Hello, I am a new member to this forum and am getting back into the hobby of model railroading with my 3 year old son.  I am in the process of having my o gauge locomotives refurbished from when I was a kid in the early 1980's and have added a few RTR sets the last few months. I have a lot of Pennsy, Union Pacific and Chessie items.   We have a membership to the Strasburg Railroad and are there monthly.   I also had my father-in-law's  American Flyer locomotives from the 1950's refurbished last Christmas.  I just got a 1950's ZW last week and  am getting ready to build a train table and move beyond the o gauge ovals I have had on the hardwoods and carpet.  I plan on getting some O-31 or O-36 manual switches and think that I will probably need two blocks in a 4x8 or 4.5' x 8' setup.  


I did some preliminary research and see that Lionel makes 1 3/8" insulated block and a 5" block.  My question is how to the insulated blocks work?  I know there are cuts in the track to stop the electric flow but I was wondering if the train briefly loses power when goes across these blocks or are the cuts staggered so that power isn't lost?  I see that the 1 3/8" block is sort of preferred to have 2 blocks, is that the consensus?
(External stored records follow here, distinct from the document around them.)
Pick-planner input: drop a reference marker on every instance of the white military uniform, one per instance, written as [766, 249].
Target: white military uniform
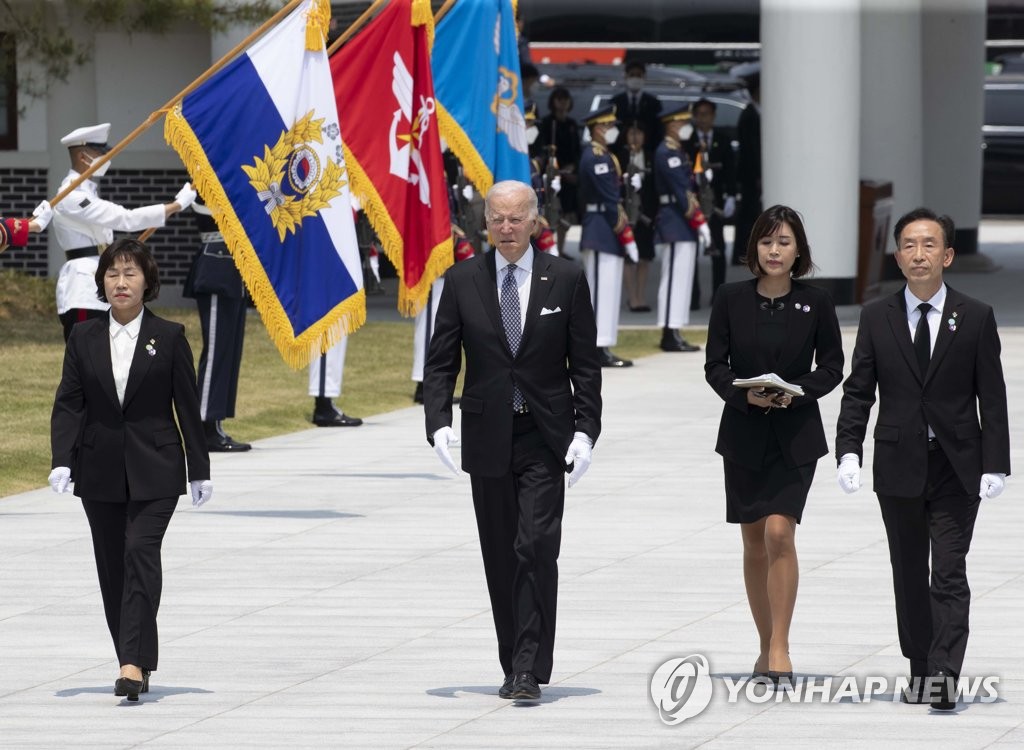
[83, 219]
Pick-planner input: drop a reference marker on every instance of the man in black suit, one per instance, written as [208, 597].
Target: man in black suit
[530, 410]
[934, 460]
[715, 172]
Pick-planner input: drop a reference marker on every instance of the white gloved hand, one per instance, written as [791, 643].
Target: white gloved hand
[849, 473]
[579, 455]
[42, 214]
[705, 234]
[730, 207]
[185, 197]
[202, 492]
[991, 486]
[58, 478]
[443, 438]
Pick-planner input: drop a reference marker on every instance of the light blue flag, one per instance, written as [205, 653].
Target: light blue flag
[475, 63]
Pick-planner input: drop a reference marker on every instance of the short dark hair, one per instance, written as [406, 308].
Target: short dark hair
[134, 252]
[926, 214]
[767, 224]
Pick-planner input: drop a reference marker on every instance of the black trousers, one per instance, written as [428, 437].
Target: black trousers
[519, 519]
[78, 315]
[126, 542]
[223, 323]
[932, 607]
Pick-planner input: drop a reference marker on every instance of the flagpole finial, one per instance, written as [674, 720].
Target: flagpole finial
[317, 24]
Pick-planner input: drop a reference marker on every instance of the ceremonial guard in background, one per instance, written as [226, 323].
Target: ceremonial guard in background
[220, 297]
[606, 237]
[84, 224]
[715, 172]
[677, 226]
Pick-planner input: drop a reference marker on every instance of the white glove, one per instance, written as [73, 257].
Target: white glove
[443, 438]
[59, 477]
[991, 486]
[202, 491]
[705, 234]
[43, 213]
[579, 455]
[849, 473]
[730, 207]
[185, 197]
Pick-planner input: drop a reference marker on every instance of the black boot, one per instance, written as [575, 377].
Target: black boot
[219, 442]
[326, 414]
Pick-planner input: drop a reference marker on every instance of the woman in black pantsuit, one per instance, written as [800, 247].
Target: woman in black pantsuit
[770, 444]
[113, 432]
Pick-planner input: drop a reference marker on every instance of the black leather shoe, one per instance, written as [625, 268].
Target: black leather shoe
[326, 414]
[942, 690]
[524, 688]
[610, 359]
[219, 442]
[125, 688]
[506, 690]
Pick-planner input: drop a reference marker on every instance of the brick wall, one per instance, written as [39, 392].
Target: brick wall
[173, 245]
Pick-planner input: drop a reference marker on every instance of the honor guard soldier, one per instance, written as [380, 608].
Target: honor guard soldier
[677, 226]
[607, 237]
[220, 296]
[84, 224]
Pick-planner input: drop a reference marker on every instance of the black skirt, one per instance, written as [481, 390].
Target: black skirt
[751, 495]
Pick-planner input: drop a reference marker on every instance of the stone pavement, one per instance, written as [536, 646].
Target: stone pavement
[332, 595]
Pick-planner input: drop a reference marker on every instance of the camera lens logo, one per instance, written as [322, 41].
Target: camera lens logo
[681, 689]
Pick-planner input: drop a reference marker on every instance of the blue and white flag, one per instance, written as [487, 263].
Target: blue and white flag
[261, 141]
[475, 61]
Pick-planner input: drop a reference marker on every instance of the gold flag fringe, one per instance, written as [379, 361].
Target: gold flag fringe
[411, 299]
[297, 351]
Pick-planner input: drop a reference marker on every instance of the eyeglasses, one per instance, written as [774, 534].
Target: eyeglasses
[514, 221]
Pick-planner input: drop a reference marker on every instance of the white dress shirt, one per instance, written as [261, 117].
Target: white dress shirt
[123, 340]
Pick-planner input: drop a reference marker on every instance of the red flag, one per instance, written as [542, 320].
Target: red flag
[385, 94]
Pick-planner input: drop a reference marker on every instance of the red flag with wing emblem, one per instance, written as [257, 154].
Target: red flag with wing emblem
[385, 94]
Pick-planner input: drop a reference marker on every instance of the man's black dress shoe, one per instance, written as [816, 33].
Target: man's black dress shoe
[673, 341]
[524, 688]
[942, 690]
[610, 359]
[506, 690]
[125, 688]
[326, 414]
[219, 442]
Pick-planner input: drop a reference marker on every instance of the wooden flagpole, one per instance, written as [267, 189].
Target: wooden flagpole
[147, 123]
[350, 31]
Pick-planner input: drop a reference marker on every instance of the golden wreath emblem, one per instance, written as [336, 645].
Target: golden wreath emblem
[294, 162]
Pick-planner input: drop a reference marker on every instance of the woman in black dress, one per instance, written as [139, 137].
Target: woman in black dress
[770, 444]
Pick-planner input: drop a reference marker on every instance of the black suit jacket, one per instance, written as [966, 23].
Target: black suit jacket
[732, 351]
[556, 368]
[105, 444]
[964, 379]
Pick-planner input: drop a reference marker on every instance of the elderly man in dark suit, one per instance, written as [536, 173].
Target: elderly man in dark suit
[530, 411]
[933, 353]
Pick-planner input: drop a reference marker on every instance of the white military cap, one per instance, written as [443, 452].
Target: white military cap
[89, 135]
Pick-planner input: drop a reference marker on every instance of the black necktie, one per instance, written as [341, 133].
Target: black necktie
[923, 339]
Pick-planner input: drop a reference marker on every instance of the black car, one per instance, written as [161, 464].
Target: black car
[1003, 162]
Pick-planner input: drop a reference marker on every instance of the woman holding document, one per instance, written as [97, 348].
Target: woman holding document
[783, 336]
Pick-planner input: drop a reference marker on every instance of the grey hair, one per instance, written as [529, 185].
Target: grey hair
[512, 189]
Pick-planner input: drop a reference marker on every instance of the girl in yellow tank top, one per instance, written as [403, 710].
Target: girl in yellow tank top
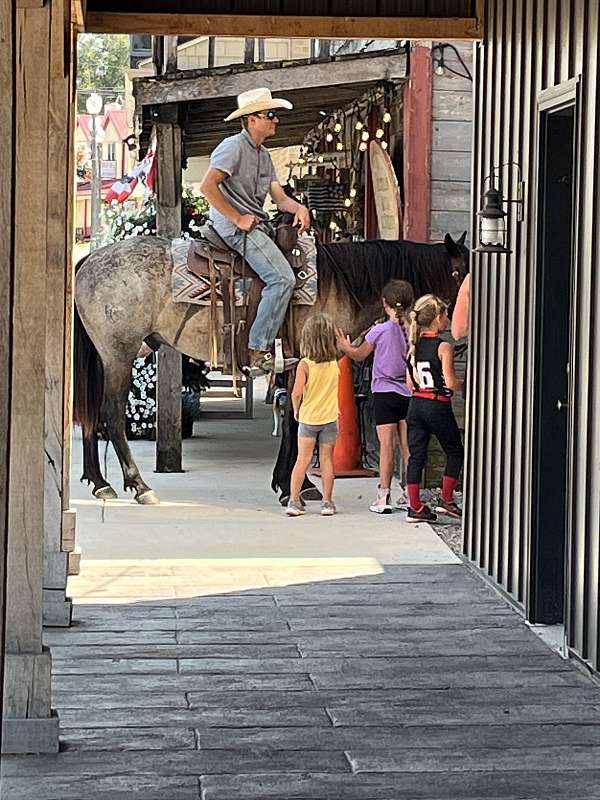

Also, I hope to have a Polar Express themed layout for Christmas and would like to have the loco enter the center of the table and park (to sort of recreate the scene the first gift of Christmas and Santa Claus is coming to town - where the kids get out of the loco).  I think that an earthen bumper at the end of this would look odd so was just planning on cutting off the end or removing the pins that stick out of 1 end of a straight track.  My concern is that my son and cousins/friends will run the train full off the center though.  Would 10" of insulated (nonpowered) track work here to cut off the electric coming to the train (so it comes to a dead end)?  I guess I am looking for a way to have 10" of nonpowered track for the train to coast to a stop, is this possible with insulated block?
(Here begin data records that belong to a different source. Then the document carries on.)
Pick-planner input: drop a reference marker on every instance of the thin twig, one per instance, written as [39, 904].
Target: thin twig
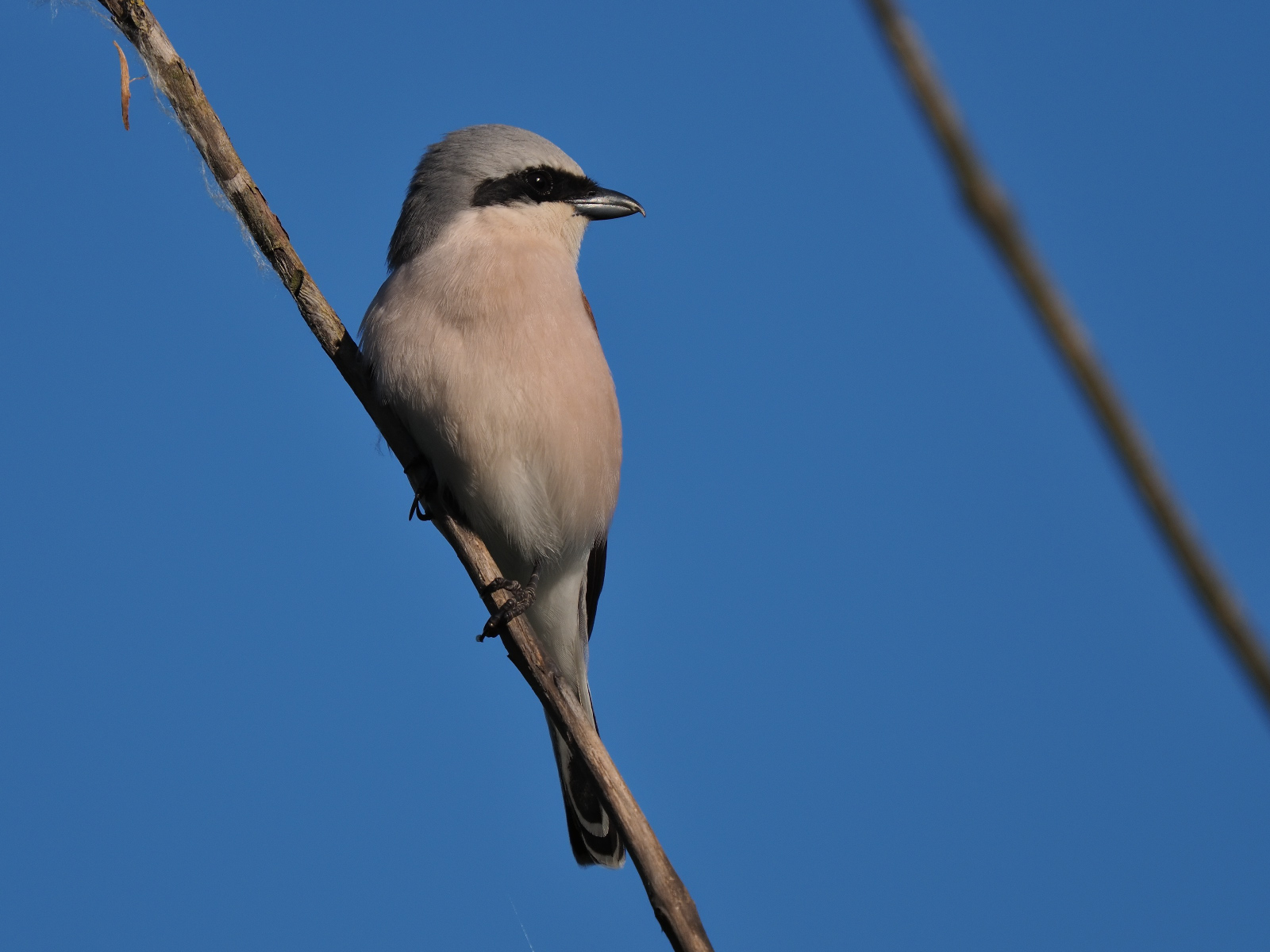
[125, 86]
[672, 905]
[991, 209]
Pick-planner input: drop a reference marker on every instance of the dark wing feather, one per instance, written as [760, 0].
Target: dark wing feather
[600, 551]
[595, 581]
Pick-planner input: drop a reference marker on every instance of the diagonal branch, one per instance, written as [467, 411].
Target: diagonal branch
[987, 203]
[672, 905]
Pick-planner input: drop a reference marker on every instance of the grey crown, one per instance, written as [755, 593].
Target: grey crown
[450, 171]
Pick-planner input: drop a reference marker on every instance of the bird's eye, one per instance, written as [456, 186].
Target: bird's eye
[541, 182]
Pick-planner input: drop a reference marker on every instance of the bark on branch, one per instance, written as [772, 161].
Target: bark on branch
[672, 905]
[988, 206]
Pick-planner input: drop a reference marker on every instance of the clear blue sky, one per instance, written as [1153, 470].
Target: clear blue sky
[887, 651]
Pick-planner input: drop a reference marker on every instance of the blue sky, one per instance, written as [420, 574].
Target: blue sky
[887, 651]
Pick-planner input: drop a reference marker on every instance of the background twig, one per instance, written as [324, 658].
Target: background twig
[990, 209]
[671, 901]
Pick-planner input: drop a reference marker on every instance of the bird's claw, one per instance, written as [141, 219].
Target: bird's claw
[518, 602]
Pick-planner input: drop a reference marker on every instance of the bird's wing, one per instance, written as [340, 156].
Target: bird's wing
[590, 313]
[600, 551]
[595, 581]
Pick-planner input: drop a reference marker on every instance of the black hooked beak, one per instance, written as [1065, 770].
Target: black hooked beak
[600, 203]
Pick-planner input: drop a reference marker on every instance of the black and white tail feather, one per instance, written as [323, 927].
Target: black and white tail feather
[592, 833]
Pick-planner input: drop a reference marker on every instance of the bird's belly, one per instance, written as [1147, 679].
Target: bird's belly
[524, 431]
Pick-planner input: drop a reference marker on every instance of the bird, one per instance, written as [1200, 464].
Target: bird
[483, 342]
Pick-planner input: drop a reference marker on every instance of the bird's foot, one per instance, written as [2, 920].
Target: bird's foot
[518, 603]
[418, 511]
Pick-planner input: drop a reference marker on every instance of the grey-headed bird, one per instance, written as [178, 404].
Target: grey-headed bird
[484, 344]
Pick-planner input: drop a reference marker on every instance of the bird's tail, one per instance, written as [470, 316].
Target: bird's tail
[592, 831]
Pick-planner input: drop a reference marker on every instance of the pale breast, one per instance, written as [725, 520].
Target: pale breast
[486, 348]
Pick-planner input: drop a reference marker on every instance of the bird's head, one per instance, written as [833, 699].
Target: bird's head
[499, 168]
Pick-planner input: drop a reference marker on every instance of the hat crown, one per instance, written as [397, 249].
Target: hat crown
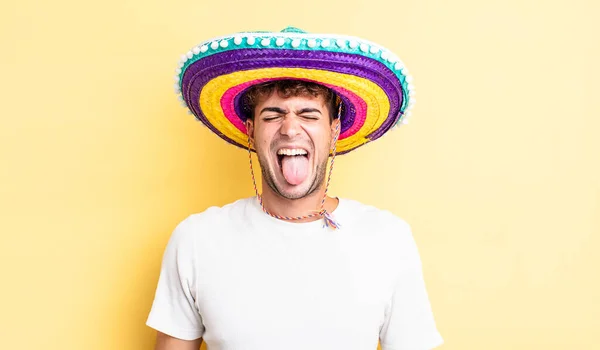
[293, 30]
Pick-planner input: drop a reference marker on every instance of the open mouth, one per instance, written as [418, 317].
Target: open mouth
[293, 163]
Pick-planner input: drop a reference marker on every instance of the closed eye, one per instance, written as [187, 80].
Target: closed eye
[271, 117]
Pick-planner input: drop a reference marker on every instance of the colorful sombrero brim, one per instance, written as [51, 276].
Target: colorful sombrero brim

Thanks in advance for the help!

Original Post
Welcome to the forum.
Insulated blocks are used to control power to sections of track, either through the use of on/off switches, or different throttles/power supplies, depending on the use of the block. A siding can be powered through an on/off switch from the same throttle as the main layout. A layout can have 2 or more loops interconnected, and each loop insulated from the others. Each loop can then be powered by a different throttle, giving independent control of the trains, and also allowing trains to change loops. See here for a Lionel video on insulated tracks and blocks.


Welcome to the forum!


The blocks have a jumper wire underneath the make or breaks the connection. The 1 3/8" is for the center rail only. The 5" has both. The outside rail isolated is primarily used to trigger or activate accessories. It can be used in many other ways, train detection and delay, collision control and such.
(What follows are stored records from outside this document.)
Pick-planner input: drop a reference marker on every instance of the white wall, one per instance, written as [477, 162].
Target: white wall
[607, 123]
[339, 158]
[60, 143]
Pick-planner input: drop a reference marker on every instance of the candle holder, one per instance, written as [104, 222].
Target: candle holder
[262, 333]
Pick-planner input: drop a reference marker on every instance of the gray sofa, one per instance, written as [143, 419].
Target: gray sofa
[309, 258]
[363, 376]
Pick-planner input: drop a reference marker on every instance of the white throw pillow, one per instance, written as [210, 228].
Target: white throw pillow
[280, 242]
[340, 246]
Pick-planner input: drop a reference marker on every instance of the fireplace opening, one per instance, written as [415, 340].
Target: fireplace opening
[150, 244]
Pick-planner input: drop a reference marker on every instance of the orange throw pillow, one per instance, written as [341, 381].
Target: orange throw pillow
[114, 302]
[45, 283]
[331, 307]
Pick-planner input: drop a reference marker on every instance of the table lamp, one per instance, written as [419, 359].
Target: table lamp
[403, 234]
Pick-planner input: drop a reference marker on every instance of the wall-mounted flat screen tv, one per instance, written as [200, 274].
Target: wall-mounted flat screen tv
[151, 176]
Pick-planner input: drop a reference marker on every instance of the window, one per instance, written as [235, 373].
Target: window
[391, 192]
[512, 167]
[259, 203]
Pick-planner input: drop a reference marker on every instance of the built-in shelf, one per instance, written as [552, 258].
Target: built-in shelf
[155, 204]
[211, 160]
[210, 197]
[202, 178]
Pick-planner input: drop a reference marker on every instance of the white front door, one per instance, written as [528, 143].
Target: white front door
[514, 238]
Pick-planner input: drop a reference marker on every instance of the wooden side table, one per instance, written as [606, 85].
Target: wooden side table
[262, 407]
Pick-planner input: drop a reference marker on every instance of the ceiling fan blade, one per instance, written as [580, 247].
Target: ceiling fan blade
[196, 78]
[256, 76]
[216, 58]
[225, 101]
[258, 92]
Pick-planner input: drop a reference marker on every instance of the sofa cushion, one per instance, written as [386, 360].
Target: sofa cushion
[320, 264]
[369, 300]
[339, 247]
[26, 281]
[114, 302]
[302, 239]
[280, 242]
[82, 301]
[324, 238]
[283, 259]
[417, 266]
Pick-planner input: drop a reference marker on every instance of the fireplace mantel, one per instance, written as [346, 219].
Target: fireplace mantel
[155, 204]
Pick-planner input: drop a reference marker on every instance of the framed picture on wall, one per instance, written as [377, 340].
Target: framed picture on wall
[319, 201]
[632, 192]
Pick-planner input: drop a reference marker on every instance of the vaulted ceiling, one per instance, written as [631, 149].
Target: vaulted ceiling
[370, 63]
If you get a transformer like a ZW-C or a GW-180, you won't need blocks, except for perhaps turning off power to a siding. You need to place some circuit protection between the Postwar ZW and the track to protect the trains. (A whole topic of it's own)

It's a good power house, but lacks modern quick acting breakers to protect the electronics of modern trains. Also, having young ones playing, they tend to spark the trains more.


The 031 won't provide a symmetrical loop inside of an 036.


The earthen or lighted bumper is probably your best insurance. Cutting the power and creating a dead track will work if you don't have lighted cars on the train, a tender with sound or lighted caboose. They will jumper power past a short block. The block would need to be at least as long as the train and some extra for something like the Polar Express.